Aus welchem Topf die humantäre Hilfe für Griechenland kommen soll, ließ Schulz offen. Um die sozialen Folgen der Krisenjahre abzufedern, hilft die EU Athen schon jetzt – so wie anderen Krisenstaaten aber auch.

Im Kampf gegen die Armut sind in der Haushaltsperiode von 2014-2020 rund 281 Millionen Euro für Griechenland vorgesehen, um die Ärmsten mit Nahrungsmitteln, Kleidern und andere Dingen für den persönlichen Gebrauch wie Schuhe, Seife und Shampoo zu versorgen. Das Geld kann auch genutzt werden, um Menschen bei der Wiedereingliederung in die Gesellschaft zu helfen. Die Auszahlung dieser Summen könnte nun vorgezogen werden.

Zudem fließt Geld aus dem Europäischen Sozialfonds (ESF) nach Athen, um neue Jobs zu schaffen und Arbeitslose wieder in Beschäftigung zu bringen. Die Europäische Jugendgarantie soll jungen Menschen unter 25 Jahren binnen vier Monaten in Praktikum, Arbeit oder Ausbildung bringen.

Katastrophenschutz für Athen

Der deutsche EU-Kommissar Günther Oettinger forderte in der „Bild“-Zeitung, die EU-Kommission und die Euro-Länder müssten nun in Griechenland verhindern, „dass es wegen der akuten Finanznot zu Engpässen bei Medikamenten, Lebensmitteln oder Öl und Gas kommt“. Aus dem EU-Haushalt könnten dafür Mittel verwendet werden, die für mögliche Naturkatastrophen reserviert seien. „EU-Geld zur Finanzierung des Athener Haushalts wird es nicht geben“, fügte der Unionspolitiker hinzu.

Zugleich meldete Oettinger Bedenken gegen einen weiteren Verbleib Griechenlands in der Eurozone an. „Wir haben die kuriose Situation, dass Griechenland zwar Mitglied der Eurozone ist, aber im Moment kaum noch Euros hat“ sagte er. Die griechische Regierung müsse wahrscheinlich bald Löhne, Renten und offene Rechnungen in Form von Schuldscheinen auszahlen. „Ein insolventes Land, das eine Parallelwährung einführt, passt nicht zur Währungsunion“, sagte Oettinger. Und wenn Athen weitere Reformen verweigere, „haben neue Verhandlungen keinen Sinn“, warnte der EU-Kommissar.
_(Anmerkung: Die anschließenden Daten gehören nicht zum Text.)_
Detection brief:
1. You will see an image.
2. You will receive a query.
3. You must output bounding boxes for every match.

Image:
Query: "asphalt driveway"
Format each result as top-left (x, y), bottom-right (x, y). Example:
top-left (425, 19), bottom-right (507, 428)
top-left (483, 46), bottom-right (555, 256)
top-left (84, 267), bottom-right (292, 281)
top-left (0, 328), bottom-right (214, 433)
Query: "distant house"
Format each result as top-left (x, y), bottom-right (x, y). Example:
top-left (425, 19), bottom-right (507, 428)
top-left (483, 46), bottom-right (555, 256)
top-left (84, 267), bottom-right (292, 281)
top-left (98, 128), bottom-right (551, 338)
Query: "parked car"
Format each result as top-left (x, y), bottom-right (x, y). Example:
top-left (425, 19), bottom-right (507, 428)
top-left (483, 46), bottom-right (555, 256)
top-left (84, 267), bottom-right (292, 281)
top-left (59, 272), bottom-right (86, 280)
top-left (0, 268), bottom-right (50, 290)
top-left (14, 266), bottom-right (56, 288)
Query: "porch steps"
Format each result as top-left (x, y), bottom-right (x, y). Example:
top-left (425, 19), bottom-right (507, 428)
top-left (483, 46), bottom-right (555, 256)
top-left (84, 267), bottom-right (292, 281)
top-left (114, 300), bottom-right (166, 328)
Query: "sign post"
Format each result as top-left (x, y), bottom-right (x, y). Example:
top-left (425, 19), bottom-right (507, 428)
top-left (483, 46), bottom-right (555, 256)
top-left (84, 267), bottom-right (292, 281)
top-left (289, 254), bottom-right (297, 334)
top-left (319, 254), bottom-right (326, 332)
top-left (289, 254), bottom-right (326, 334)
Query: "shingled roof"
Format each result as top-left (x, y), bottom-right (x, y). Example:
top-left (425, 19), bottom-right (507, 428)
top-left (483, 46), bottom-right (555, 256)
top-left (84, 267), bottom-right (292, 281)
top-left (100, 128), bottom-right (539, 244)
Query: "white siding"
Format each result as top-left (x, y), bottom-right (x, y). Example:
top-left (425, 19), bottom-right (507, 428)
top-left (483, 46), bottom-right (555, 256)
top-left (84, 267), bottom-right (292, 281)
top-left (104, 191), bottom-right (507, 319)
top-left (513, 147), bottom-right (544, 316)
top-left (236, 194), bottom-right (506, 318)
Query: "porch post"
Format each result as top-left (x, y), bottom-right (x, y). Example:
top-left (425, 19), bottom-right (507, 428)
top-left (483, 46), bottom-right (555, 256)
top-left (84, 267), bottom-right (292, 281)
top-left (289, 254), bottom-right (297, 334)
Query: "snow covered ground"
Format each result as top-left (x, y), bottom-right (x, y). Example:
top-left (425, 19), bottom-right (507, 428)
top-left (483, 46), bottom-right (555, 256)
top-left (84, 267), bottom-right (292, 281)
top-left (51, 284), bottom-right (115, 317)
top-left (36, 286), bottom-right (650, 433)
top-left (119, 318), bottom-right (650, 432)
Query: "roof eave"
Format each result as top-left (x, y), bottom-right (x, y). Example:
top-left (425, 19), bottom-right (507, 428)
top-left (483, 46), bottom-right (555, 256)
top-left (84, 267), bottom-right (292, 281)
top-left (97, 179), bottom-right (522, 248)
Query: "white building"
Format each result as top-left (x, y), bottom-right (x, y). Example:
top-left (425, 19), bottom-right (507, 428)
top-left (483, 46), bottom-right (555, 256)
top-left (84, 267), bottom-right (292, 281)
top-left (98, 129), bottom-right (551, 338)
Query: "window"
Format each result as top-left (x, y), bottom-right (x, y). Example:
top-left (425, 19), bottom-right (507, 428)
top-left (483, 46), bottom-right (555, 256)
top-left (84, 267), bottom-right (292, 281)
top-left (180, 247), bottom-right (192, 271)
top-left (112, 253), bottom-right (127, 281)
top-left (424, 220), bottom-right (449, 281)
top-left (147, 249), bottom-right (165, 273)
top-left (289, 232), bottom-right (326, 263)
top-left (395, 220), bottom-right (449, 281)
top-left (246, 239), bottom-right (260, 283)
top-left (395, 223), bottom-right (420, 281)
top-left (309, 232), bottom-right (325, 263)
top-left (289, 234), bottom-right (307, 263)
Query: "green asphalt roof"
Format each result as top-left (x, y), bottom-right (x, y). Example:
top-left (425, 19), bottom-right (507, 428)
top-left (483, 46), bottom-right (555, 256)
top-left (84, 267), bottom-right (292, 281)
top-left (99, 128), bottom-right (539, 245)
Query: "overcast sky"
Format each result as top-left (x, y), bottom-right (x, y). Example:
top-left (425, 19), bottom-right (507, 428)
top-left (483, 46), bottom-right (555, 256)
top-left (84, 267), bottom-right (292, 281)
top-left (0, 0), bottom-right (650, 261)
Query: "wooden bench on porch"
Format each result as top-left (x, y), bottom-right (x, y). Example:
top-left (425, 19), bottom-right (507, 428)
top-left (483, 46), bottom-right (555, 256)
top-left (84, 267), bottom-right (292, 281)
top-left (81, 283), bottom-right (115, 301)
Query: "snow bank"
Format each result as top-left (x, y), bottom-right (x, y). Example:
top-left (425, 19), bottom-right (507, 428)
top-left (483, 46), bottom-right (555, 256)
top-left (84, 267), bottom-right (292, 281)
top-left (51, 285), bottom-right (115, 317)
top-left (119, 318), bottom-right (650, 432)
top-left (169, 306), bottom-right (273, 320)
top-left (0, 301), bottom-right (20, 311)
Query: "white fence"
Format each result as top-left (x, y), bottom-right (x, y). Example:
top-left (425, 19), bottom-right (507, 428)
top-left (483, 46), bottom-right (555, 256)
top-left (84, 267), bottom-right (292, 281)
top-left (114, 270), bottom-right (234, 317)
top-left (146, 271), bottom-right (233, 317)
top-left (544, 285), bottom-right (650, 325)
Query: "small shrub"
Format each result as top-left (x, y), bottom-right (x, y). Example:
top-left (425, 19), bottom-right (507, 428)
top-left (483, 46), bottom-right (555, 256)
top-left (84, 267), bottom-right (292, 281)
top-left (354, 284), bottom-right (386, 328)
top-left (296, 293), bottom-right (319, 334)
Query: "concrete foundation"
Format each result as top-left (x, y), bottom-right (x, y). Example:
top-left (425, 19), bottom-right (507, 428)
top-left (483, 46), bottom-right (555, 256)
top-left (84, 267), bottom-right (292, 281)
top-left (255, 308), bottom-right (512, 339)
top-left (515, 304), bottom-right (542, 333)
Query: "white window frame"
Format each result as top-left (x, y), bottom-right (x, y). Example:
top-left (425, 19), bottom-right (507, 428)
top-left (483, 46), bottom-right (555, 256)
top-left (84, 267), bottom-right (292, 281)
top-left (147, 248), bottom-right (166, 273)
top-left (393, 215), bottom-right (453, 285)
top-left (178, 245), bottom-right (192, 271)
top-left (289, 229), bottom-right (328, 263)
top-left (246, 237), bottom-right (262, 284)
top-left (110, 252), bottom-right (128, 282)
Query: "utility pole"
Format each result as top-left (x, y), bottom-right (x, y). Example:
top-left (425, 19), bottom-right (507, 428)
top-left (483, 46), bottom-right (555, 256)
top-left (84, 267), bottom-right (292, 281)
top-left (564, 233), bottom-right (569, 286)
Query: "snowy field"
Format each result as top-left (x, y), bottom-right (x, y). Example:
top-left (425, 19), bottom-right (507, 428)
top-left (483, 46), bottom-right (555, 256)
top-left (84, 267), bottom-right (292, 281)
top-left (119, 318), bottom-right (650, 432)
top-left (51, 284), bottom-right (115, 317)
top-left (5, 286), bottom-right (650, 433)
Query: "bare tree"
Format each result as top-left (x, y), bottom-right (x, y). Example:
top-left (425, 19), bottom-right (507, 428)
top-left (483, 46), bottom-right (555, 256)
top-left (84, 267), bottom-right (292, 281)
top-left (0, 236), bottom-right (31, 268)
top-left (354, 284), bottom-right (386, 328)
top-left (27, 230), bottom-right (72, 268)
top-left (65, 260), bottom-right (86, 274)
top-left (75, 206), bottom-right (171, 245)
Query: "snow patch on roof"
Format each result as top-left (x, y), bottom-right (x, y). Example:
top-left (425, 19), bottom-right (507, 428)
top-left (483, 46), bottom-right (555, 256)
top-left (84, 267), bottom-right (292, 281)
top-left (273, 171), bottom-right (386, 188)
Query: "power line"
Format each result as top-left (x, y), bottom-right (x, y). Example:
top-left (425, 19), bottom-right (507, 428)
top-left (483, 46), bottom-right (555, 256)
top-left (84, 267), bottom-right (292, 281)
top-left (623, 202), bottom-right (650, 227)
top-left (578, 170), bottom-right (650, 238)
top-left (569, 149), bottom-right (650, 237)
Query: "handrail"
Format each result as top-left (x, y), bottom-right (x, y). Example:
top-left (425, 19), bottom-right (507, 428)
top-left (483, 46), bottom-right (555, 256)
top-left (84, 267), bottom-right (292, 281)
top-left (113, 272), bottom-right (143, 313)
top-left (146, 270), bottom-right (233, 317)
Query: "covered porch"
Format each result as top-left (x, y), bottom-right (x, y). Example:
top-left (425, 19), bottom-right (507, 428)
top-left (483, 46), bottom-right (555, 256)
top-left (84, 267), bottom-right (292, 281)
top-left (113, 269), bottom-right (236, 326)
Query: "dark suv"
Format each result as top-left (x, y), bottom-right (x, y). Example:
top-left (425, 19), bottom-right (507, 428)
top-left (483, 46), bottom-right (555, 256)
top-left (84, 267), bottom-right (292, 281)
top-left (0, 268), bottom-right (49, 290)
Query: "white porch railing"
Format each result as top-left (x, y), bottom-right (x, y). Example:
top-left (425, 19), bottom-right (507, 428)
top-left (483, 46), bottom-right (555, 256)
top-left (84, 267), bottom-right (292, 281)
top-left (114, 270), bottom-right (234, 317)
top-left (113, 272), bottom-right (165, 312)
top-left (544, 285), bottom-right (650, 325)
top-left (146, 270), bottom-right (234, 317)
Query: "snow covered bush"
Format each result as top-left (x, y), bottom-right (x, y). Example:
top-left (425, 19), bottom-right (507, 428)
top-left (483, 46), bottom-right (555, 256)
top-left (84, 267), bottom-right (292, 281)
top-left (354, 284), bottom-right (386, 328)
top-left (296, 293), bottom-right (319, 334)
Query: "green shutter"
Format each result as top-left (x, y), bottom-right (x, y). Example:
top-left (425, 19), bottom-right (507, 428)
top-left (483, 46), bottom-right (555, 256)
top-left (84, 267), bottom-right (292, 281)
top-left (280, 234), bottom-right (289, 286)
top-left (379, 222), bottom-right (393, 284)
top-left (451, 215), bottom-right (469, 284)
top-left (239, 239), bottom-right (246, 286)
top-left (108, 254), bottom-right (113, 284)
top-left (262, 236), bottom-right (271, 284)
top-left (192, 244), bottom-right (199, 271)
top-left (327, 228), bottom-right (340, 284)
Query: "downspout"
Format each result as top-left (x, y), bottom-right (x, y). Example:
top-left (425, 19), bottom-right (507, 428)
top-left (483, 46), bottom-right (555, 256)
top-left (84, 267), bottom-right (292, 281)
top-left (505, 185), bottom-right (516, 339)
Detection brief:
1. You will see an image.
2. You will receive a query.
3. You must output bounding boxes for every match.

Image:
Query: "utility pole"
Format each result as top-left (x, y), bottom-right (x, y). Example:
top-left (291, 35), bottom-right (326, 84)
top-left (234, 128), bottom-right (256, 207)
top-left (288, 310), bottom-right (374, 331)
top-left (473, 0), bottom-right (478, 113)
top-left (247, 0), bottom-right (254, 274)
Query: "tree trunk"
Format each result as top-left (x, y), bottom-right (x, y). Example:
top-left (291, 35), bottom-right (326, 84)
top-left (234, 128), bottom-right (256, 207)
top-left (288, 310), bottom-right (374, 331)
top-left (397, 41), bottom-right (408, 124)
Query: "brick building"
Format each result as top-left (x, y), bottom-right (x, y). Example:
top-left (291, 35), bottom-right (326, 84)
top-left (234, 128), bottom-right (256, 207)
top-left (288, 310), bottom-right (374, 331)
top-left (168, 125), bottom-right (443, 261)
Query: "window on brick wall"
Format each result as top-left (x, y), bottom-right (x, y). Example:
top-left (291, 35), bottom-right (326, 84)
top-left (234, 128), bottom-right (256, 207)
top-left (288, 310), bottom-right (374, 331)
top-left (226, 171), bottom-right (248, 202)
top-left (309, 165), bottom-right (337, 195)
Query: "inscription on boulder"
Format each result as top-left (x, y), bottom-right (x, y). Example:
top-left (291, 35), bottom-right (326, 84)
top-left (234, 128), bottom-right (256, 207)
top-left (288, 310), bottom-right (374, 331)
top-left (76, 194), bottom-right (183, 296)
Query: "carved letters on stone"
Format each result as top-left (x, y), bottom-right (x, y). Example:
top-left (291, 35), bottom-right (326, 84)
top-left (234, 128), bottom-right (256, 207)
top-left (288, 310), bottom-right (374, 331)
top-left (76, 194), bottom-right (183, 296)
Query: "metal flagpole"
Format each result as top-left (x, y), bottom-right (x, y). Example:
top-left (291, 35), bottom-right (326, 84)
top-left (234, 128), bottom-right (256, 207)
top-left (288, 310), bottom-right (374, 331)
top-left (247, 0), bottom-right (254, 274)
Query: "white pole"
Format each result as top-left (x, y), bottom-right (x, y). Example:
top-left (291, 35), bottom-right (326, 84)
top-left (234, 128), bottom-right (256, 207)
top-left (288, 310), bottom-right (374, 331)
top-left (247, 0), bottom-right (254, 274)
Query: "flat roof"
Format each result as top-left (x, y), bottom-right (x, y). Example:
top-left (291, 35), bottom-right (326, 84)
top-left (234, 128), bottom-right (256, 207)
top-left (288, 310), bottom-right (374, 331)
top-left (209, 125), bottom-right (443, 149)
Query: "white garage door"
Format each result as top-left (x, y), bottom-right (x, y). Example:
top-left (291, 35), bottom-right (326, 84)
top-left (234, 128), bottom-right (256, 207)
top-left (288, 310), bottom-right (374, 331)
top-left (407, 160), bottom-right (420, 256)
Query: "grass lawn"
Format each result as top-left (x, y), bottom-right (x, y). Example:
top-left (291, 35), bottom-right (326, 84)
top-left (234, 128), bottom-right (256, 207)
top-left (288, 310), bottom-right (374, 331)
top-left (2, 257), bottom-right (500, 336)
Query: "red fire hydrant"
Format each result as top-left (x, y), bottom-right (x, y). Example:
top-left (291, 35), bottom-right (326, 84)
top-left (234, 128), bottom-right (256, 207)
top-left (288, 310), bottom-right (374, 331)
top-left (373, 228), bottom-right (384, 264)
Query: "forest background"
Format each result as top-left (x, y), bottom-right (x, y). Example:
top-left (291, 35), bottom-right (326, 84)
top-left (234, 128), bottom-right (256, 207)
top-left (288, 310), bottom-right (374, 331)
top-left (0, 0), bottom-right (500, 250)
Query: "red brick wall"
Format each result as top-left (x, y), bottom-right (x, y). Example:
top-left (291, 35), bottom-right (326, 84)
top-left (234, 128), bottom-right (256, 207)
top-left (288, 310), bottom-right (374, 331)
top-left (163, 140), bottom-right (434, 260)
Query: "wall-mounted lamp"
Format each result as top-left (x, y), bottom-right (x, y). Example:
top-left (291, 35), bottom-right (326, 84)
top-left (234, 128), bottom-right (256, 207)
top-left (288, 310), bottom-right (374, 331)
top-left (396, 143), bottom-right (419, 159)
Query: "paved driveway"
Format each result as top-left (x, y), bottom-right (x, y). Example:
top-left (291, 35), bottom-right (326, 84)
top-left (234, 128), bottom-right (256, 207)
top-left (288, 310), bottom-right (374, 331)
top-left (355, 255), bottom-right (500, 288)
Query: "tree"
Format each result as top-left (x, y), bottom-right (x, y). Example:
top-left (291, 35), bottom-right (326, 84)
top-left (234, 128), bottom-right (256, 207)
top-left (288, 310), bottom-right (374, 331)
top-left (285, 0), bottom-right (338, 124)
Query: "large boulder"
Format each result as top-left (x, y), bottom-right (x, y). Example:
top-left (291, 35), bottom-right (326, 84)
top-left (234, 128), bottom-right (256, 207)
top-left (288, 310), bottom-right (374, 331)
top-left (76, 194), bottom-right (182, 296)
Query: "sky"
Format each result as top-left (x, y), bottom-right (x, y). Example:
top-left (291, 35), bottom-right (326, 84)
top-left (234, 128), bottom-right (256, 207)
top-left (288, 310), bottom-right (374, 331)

Das Referendum vom Sonntag kritisierte er als „äußerst merkwürdige Veranstaltung“. „Die Frage war irreführend, die Kampagne der Regierung war polemisch und es gab Formulierungen gegen EU-Partner, die schlicht unanständig waren“, sagte Oettinger.

Bei dem Referendum am Sonntag hatten 61 Prozent der Griechen gegen die Forderungen der internationalen Gläubiger votiert. Die Griechen unterstützten damit klar das Vorgehen der Regierung des linksgerichteten Ministerpräsidenten Alexis Tsipras im Schuldenstreit.

Mimica: Humanitäre Hilfe wird unausweichlich

EU-Entwicklungskommissar Neven Mimica warnte davor, zu lange über die Bedeutung und Folgen des Referendums zu diskutieren. Schon sehr bald werde ein anderes Thema die Agenda bestimmen: Die Unterstützung Griechenlands in entwicklungspolitischer, humanitärer, regionaler und struktureller Hinsicht.

„Das wird ein wichtiger Teil der Griechenland-Debatte für alle von uns in der EU“, sagte Mimica am Montag auf einer Pressekonferenz in Brüssel. „Die EU hat Mechansimsen und Instrumente, um sich um die Nöte der Mitgliedsstaaten zu kümmern.“

Griechenland droht ohne weitere Finanzhilfen der Staatsbankrott, seit vergangener Woche gelten Kapitalverkehrskontrollen. Athen will bis Donnerstag einen detaillierten Reformplan für ein zweijähriges Hilfspaket der internationalen Geldgeber vorlegen.

Das ist nach Angaben mehrerer Euro-Regierungschefs das Ergebnis des Sondergipfels der Euro-Zone am Dienstagabend in Brüssel. Sowohl Bundeskanzlerin Angela Merkel als auch EU-Kommissionspräsident Jean-Claude Juncker sagten nach dem Treffen, Tsipras habe zugesagt, innerhalb von zwei Tagen genaue Vorschläge vorzulegen. Juncker gab eine klare Frist vor: Die Regierung in Athen habe bis Freitagmorgen (08.30 Uhr) Zeit, sich konkret zu äußern. Davon werde auch das weitere Engagement der Europäischen Zentralbank abhängen. Ein Szenario für ein Ausscheiden Griechenlands aus der Euro-Zone sei bis in die Einzelheiten vorbereitet, warnte Juncker.

Die 28 EU-Regierungschefs wollen sich am Sonntag erneut treffen. Sollte die griechische Regierung bis dahin ihre Zusagen nicht geleistet haben, könnte die EZB ihre bisherige Politik der Liquiditätshilfen an griechische Banken ändern, deutete Merkel an. „Die düstere Realität ist: Wir haben nur fünf Tage, um eine finale Lösung zu finden“, sagte EU-Ratspräsident Donald Tusk.